Another local hardline Islamic leader, Maulvi Abdul Zahir, often gives sermons at the mosque in Chaman discouraging parents from allowing their children to have polio vaccinations, calling them haram and against Islam. Polio workers said that followers of Zahir would also harass them in their homes, calling them infidels. Zahir refused to comment.
Salahuddin Ayoubi, a local politician elected to Pakistan’s national assembly, echoes the hardline sentiments. “This polio drive is corrupting our society and I am not in favour of it,” says Ayoubi. “Why not give all jobs to men rather than women?”
Nasreen was paid just £80 a month for the job that killed her, but in this poverty-stricken and illiterate area, where, before clashes in 2017, many villages were on the Afghan side of the border, there is little work available. Women feel taking the job is a risk they have to take.
“People tell us this job is not for women and that we are ruining the society, but I am only doing this job to support my children,” says Shireen Khala, a polio worker in Chaman. “People coming from Afghanistan also make our work an uphill task,” she adds.
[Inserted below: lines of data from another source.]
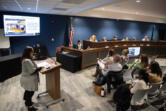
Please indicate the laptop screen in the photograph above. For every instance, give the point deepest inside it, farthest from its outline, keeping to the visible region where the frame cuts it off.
(134, 51)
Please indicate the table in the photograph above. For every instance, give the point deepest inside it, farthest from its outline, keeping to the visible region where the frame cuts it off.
(151, 48)
(88, 56)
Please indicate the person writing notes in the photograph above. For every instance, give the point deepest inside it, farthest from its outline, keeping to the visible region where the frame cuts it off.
(104, 39)
(79, 45)
(29, 77)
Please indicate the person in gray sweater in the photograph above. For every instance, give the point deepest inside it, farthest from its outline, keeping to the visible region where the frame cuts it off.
(29, 77)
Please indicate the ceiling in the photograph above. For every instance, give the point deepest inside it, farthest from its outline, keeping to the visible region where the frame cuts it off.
(142, 10)
(145, 10)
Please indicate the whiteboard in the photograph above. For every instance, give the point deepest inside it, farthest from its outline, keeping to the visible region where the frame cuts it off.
(4, 41)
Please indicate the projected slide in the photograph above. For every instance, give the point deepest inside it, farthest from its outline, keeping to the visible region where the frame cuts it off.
(134, 51)
(21, 25)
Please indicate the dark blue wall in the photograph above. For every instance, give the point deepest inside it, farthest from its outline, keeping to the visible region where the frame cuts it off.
(51, 26)
(85, 27)
(56, 26)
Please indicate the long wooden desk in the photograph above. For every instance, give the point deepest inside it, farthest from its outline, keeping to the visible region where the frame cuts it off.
(88, 56)
(148, 47)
“If it were not for my children, I would have never done this job. We are constantly disrespected and declared American agents and infidels.”
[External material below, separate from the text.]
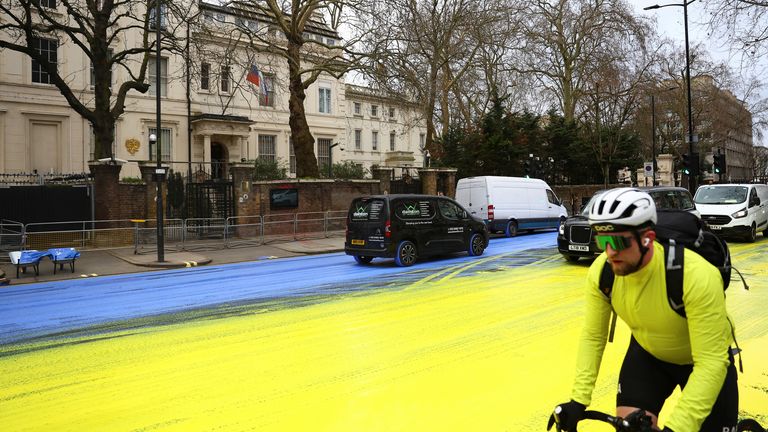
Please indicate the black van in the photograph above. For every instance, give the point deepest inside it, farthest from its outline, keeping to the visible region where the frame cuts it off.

The impact on Pakistan’s polio programme is tangible. The number of unvaccinated children continues to grow, with parents sometimes pretending their children have died to avoid vaccinations. In the latest polio drive last week, officials recorded more than 13,135 refusals in Killa Abdullah district where Chaman is located, one of the areas in the country worst affected by polio.
Mohammed Dawood, a district communication officer for Killa Abdullah district, says: “Some families mark their children falsely without having given them the polio drops, and lie about it when polio workers arrive at their homes. Some send their children to their relatives’ homes, some make excuses and some directly refuse.”
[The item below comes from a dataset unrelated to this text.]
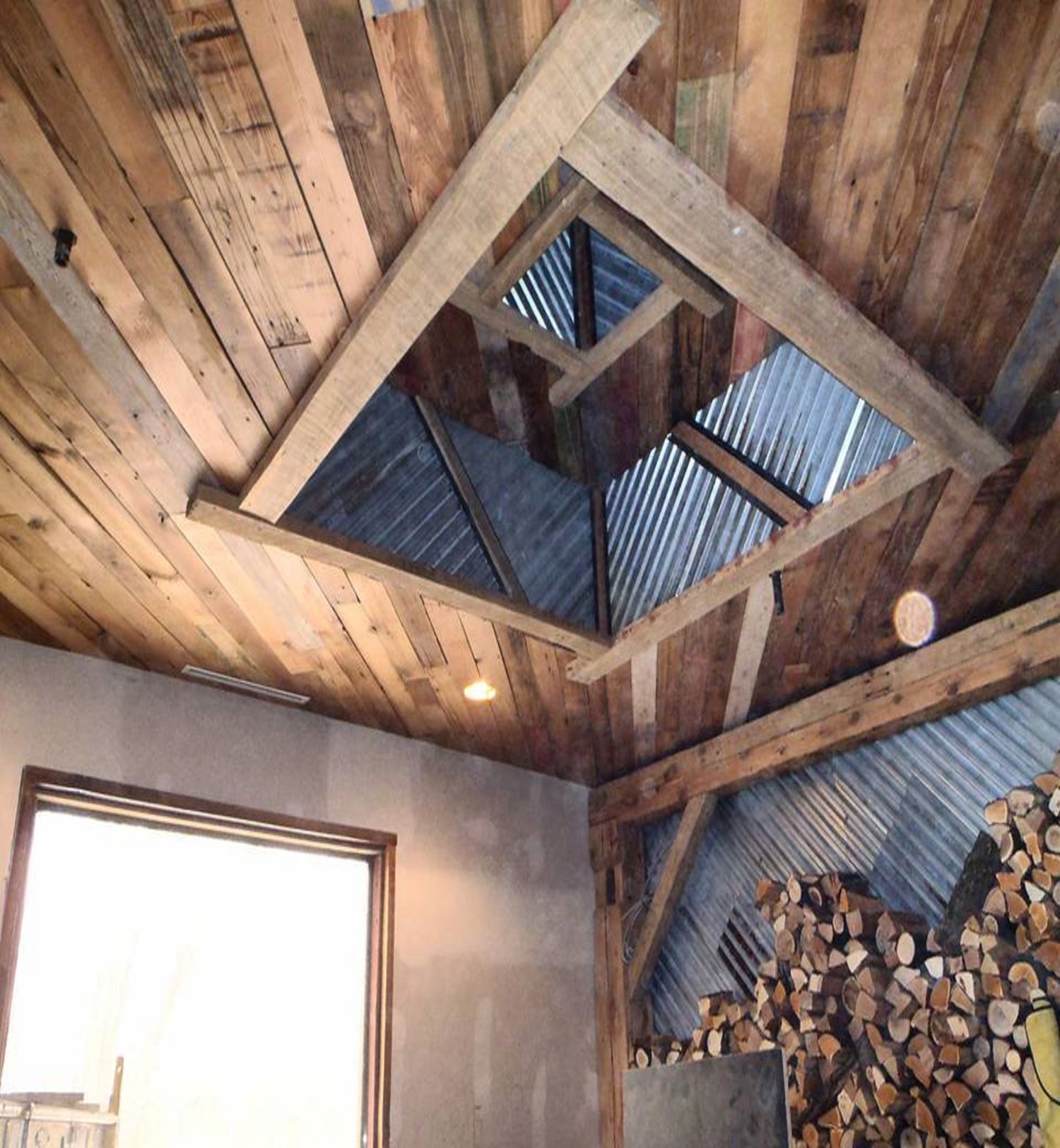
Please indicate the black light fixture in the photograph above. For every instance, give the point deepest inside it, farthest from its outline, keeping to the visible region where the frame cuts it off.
(64, 242)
With upwards of 25,000 crossing between the Pakistan-Afghanistan border every day, monitoring which children in the border areas have been vaccinated is an almost impossible task. In the disputed border areas of Killi Aashiq and Waris, the Taliban has warned female polio workers not to enter. To complicate matters, people visiting the Pakistan border areas from Afghanistan are equally resistant to accepting polio vaccines.
But even with all the dangers they face, female polio workers in Chaman and the border areas are seen by many as a crucial step towards challenging the patriarchal society imposed upon women in this region of Pakistan. Despite the societal resistance, more than 400 women are now working as polio vaccinators in Killa Abdullah district.
Dr Shams Tareen was the area coordinator for the World Health Organization who first recruited women in the campaign in this district in 2015. “The induction of women into the polio programme is not only empowering them financially but in the most conservative district Killa Abdullah it is challenging the outdated traditions,” she says.
Local deputy commissioner of Killa Abdullah Tariq Javed Khan Menga pledges to stop the attacks against the women escalating. “We have planned tighter security for polio teams,” he says. “We will tackle it.”